Goofle is the name ye Editor has given to Google when it makes a big, stupid error in it software offerings. Google has made a big deal of its recent interface updates to Gmail. But they have have been legion with goofs very large and unnecessary and raise the question where is interface guru MM when needed. My pet peeve is that many buttons that were labeled with  commands like reply, archive, forward, etc have been replaced by obscure icons so I am never sure what service I am getting.

Likewise simple editing capabilities that are available in other online mail services like Mozilla Thunderbird `s ability to insert images into a email body or add a complete styling template are not available or only accessible through an obscure, undocumented gmail lab settings. Yet TinyMCE , post editing tool used in WordPress and many other online document editors, provides many of these features . The other problem is that Help is almost nonexistent for many of Google’s online offerings. Now this maybe because some services are still classified as still beta after several years on the market. However, just as a check- look for help in Google Finance, Google Gmail, Google+, and/or Google maps. Yep, you get Help by osmosis or googling for it.

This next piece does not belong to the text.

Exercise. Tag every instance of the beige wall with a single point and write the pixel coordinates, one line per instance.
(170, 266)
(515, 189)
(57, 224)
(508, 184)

And Alexis Madrigal, editor at the Atlantic, raises the issue of  space war conflict between Gchat and Gmail editing at the same time.

Again an accordion or tab Gchat widget that becomes a side-by pane lis one of many obvious Web 2 solutions to this problem. the big Goofle is that as Alexis points out, Google`s interface design engineers did not think this through. And so once again, Google looks inferior to Apple in the `make it so with good design` world that is on the forefront of the mobile computing world.